Bill Miller Bullish on Bitcoin
Longtime value investor Bill Miller is the founder of Miller Value Partners and currently serves as the chairman and chief investment officer. He is also the co-portfolio manager for Opportunity Equity and Income Strategy funds. Prior to Miller Value Partners, he co-founded Legg Mason Capital Management.
He was asked in an interview with CNBC last week whether there is a lot more upside to the price of bitcoin. Miller replied: “There are many many different ways to look at bitcoin. The simplest way is just the supply and demand.” Emphasizing rising institutional interest in the cryptocurrency as it enters into the mainstream, he elaborated:
Supply is growing 2% a year and demand is growing faster. That’s all you really need to know, and that means it’s going higher … I don’t think this is a bubble at all in bitcoin, I think this is now the beginning of a mainstreaming of it.
Comparing bitcoin’s recent rally to what happened in 2017 which he said “was a bubble,” Miller acknowledged that the price of bitcoin will be volatile as seen in the recent price swings. “Even back then during the bubble, it went down 20% on five different occasions so with bitcoin, volatility is the price you pay for performance,” the asset manager opined.

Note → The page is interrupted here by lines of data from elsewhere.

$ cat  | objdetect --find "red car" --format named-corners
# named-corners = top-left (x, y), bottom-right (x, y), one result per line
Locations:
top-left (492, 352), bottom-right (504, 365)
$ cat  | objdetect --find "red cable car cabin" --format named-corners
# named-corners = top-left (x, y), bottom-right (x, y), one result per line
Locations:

Miller shares the same belief as many bitcoin investors that the cryptocurrency is “digital gold. “Gold is about a $10 trillion asset category and bitcoin is $1 trillion, and it’s infinitely divisible or almost so,” Miller said. “It’s easily transportable and can be sent anywhere in the world if you have a smartphone so it’s a much better version, as a store of value than gold.”
Furthermore, he pointed out:
There’s $15 trillion of negative-yielding bonds out there so why would you have that when you can own something that at least has the potential to go up.

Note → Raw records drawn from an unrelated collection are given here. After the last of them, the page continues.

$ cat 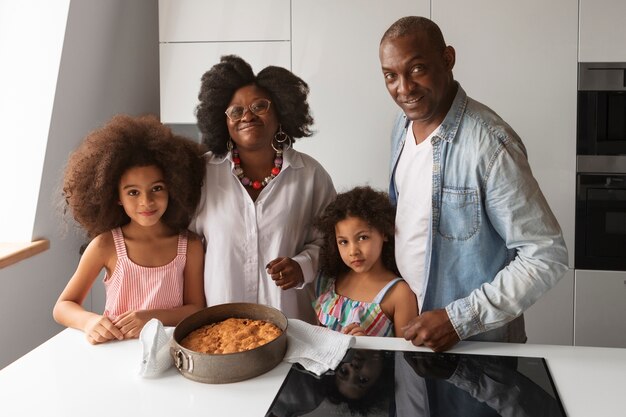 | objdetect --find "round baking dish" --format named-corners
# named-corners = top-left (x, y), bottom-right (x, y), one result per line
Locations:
top-left (170, 303), bottom-right (287, 384)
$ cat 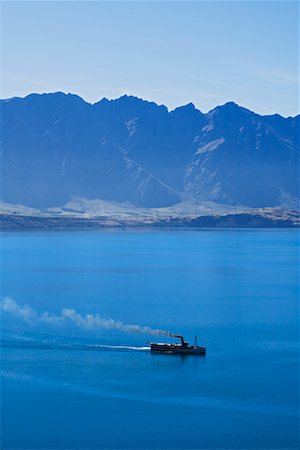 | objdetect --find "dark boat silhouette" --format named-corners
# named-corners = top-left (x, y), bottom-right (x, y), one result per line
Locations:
top-left (150, 334), bottom-right (206, 356)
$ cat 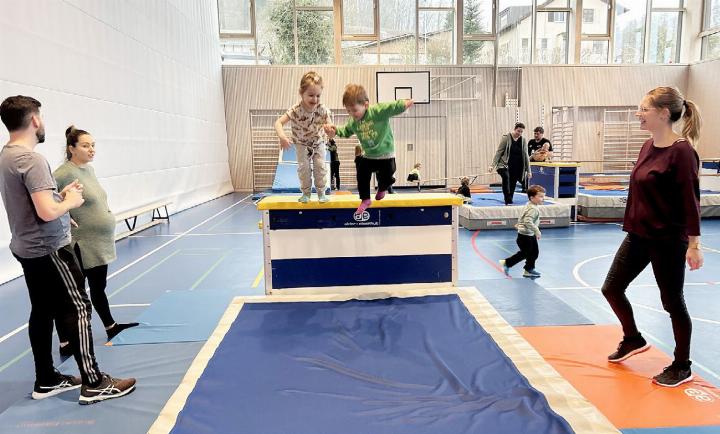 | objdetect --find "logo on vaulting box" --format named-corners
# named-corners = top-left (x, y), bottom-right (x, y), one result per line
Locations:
top-left (353, 211), bottom-right (370, 223)
top-left (343, 209), bottom-right (382, 227)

While Miller does not think that bitcoin is a bubble, some fund managers do. Guggenheim CIO Scott Minerd recently said bitcoin looks “very frothy,” warning of a major correction that could push the price of the cryptocurrency down to between $20K and $30K. In addition, the Bank of America Fund Manager Survey for April shows that the majority of fund managers see bitcoin as a bubble.